The Keycare team celebrate expansion
The team at Keycare today gathered to celebrate another important milestone in Keycare’s 40th year. Linda Dearden, our Customer Services Manager cut the ribbon to open the new wing at our offices in Shipley. The new extension represents our growth and success over the last year. Our new wing accommodates our expanded sales team who will be working on a number of newly acquired accounts. The team celebrated with cakes made for the occasion.
During the celebrations we also announced the winner of a recent staff competition to name our new meeting rooms. Congratulation go to the winner Annette Wooller! She suggested very apt names for the rooms being Nineveh, Theodore, Bramah and Barron. All four names relate to the discovery of keys and invention of locking systems.
The meaning behind our doors
Nineveh is the place where the earliest known keys and locks originated. The oldest examples of these ancient locks being in ruins of the Assyrian palace of Khorasabad, in the biblical city Nineveh. Locking mechanisms dated back to 704 BC.
We name the Theodore room after Theodore of Samos. Theodore was a 6th-century BC ancient Greek sculptor and architect. Along with Rhoecus, people would often recognise him for the invention of ore smelting. Credit goes to him also for inventing the first lock and key.
Joseph Bramah of Barnsley, who patented the first high security key and lock, gives his name to our third room. Joseph Bramah was a leading inventor of the industrial revolution.
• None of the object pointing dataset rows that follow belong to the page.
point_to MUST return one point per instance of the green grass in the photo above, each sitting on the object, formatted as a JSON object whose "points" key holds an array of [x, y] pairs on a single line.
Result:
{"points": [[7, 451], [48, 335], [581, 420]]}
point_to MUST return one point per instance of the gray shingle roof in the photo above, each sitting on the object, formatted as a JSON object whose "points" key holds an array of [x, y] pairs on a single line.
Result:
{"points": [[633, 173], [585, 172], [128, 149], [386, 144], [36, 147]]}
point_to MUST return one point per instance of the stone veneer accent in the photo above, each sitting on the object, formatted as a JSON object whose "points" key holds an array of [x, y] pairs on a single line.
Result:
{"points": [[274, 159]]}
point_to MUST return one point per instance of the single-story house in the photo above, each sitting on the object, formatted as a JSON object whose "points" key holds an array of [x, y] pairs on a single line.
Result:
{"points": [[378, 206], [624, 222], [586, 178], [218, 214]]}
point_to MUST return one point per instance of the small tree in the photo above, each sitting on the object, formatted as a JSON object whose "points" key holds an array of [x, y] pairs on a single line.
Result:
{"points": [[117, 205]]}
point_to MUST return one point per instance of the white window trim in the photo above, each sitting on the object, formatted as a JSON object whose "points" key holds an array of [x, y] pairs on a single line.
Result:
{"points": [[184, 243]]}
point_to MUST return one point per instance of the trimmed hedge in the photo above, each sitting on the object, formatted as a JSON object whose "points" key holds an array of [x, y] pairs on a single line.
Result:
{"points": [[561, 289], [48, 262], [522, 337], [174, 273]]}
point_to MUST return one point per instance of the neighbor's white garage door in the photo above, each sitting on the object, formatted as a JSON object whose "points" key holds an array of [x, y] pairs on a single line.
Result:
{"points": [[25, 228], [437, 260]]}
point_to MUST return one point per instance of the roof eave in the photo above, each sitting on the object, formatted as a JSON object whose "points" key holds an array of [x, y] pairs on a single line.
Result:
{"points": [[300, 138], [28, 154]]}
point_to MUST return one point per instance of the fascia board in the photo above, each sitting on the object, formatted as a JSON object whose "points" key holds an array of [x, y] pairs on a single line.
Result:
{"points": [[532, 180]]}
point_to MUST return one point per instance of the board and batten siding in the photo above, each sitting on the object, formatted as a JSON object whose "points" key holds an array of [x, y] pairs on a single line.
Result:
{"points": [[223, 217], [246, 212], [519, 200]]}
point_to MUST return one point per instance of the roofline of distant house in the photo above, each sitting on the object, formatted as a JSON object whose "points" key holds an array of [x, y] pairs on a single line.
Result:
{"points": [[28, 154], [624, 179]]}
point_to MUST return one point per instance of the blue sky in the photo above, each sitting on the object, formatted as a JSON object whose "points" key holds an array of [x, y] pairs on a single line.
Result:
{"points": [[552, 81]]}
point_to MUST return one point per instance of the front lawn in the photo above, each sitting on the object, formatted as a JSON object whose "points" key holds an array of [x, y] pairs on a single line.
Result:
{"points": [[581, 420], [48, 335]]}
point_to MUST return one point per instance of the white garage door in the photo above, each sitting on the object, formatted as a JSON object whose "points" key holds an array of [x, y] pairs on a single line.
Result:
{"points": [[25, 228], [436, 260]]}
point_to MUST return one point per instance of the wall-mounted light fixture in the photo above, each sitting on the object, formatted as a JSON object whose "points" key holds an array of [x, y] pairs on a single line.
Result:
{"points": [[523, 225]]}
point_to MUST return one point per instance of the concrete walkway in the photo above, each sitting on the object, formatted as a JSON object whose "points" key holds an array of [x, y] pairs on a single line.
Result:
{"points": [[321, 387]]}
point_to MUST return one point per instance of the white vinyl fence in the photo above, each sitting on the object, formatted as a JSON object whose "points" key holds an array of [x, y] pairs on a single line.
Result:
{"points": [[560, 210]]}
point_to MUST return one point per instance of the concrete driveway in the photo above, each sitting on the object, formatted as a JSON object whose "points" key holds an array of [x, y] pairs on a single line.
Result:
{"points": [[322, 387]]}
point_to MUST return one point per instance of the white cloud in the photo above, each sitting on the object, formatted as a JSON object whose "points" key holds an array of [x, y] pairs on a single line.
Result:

Bramah made the first lock in 1784 with the patent being awarded in 1787. The Bramah lock was unique and advanced property and valuables protection enormously. It came 50 years ahead of any Chubb lock and 70 years ahead of Yale.
Finally our fourth room carries the name Barron. In 1778, Robert Barron patented the double–acting lever tumbler lock. Through many refinements and modifications, the lever lock would become one of the most popular mechanisms in the world today.